Sunday, December 14th, 2003
Distinction: Mythology is the study of myth. It is also their telling. The attitude that we take toward the factual past depends partly on how we determine facts and which facts we consider important. Facts are real in the sense that “things happen.” But I’m interested in why some stories take priority over others and how they are told. I don’t necessarily come at the subject matter of British literature in a pure literature sense, because that’s not an approach that I feel, from my point of view, gives people a sense of the possibilities of what people have said and done in human experience, in a past that can be constructed that will help people make decisions about what they face today. Rina finds it interesting that the Victorians were human beings (I know, Sarina, this is an exaggeration of your point). The question becomes: whom does it serve to insist that the Victorians were prudes? Why would those who came after assume this notion?
Saddam Hussein has been found, looking, as Calpundit writes, like “Billy Bob Thornton in Bad Santa.” Interesting because at the dinner table today my wife and I were careful to explain to our kids that that bad cat on the TV wasn’t Santa Claus, though he sort of looks like Santa after his seasonal cruise. The way I picture it.
Do the subjects of myth, in a sense, provide rhetorical frames for expressing ideas? Saddam, this strange human monster (I can see McCarthy’s judge whispering sweet nothings in his ear), on TV, the inside of his gaping mouth, flashlight orange.
I’m not a Santayana epistemologist who agrees that we will repeat our mistakes if we avoid the study of history.

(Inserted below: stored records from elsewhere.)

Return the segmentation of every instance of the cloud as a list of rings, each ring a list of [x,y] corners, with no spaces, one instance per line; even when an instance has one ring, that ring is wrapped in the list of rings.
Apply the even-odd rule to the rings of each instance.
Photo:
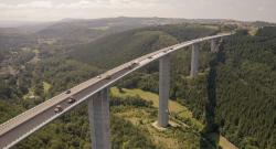
[[[0,9],[91,9],[91,8],[148,8],[160,6],[163,0],[79,0],[56,2],[36,0],[24,3],[0,3]]]

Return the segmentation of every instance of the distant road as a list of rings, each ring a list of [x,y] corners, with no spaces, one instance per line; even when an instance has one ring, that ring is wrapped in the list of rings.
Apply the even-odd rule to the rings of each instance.
[[[125,63],[118,67],[115,67],[99,77],[94,77],[88,79],[73,88],[71,93],[62,93],[20,115],[0,125],[0,148],[9,148],[24,139],[29,135],[33,134],[35,130],[42,128],[46,124],[51,123],[59,116],[68,111],[76,105],[86,100],[95,93],[106,88],[123,78],[124,76],[137,71],[145,65],[155,62],[170,53],[173,53],[182,47],[190,46],[200,42],[209,41],[212,39],[219,39],[229,36],[231,33],[224,33],[213,36],[201,38],[192,41],[182,42],[169,47],[161,49],[159,51],[152,52],[150,54],[144,55],[128,63]],[[68,104],[70,97],[73,96],[76,102]],[[60,105],[62,111],[55,113],[54,109]]]

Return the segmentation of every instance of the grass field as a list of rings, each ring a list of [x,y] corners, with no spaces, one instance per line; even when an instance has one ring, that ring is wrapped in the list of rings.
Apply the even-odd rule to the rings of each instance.
[[[150,92],[145,92],[145,91],[137,89],[137,88],[135,88],[135,89],[126,89],[126,88],[124,88],[123,92],[120,93],[117,87],[113,87],[113,88],[110,88],[110,94],[113,96],[117,96],[117,97],[139,96],[145,100],[152,102],[153,107],[158,107],[159,96],[157,94],[153,94],[153,93],[150,93]],[[190,119],[192,121],[192,124],[195,127],[198,127],[199,129],[203,128],[203,125],[199,120],[193,118],[192,113],[187,107],[178,104],[177,102],[169,100],[169,109],[170,109],[170,113],[174,113],[174,114],[179,115],[182,118]],[[137,115],[134,114],[134,111],[121,113],[119,115],[123,116],[123,117],[128,117],[131,123],[137,123],[137,117],[135,117]],[[148,129],[148,130],[150,132],[155,131],[151,128]],[[156,135],[153,135],[153,136],[156,136]],[[160,137],[160,136],[162,136],[162,135],[159,134],[159,137],[155,137],[155,139],[157,140],[157,143],[161,143],[162,141],[169,141],[170,145],[173,145],[173,143],[177,142],[174,139],[166,139],[166,137]],[[219,145],[223,149],[237,149],[233,143],[227,141],[227,139],[222,137],[222,136],[220,137],[220,143]],[[166,145],[162,145],[162,146],[166,146]],[[178,143],[176,143],[176,146],[178,146]]]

We have to act; we can’t avoid action. Say a guy named B falls in love. He’s smacked by it. It’s like an ocean he’s fallen into. Where’s he going to go for advice?
By examining the cultural products, however they are made or what they are, such as Watchmen or Blood Meridian or Raymond Carver’s “Cathedral” or our work in Iraq, what do we learn? I find it odd the video on TV of the long lines of people waiting for the rare Flu shot; they are a line of people like any other in any other time.
The Flu, it would seem, is a new Grendel.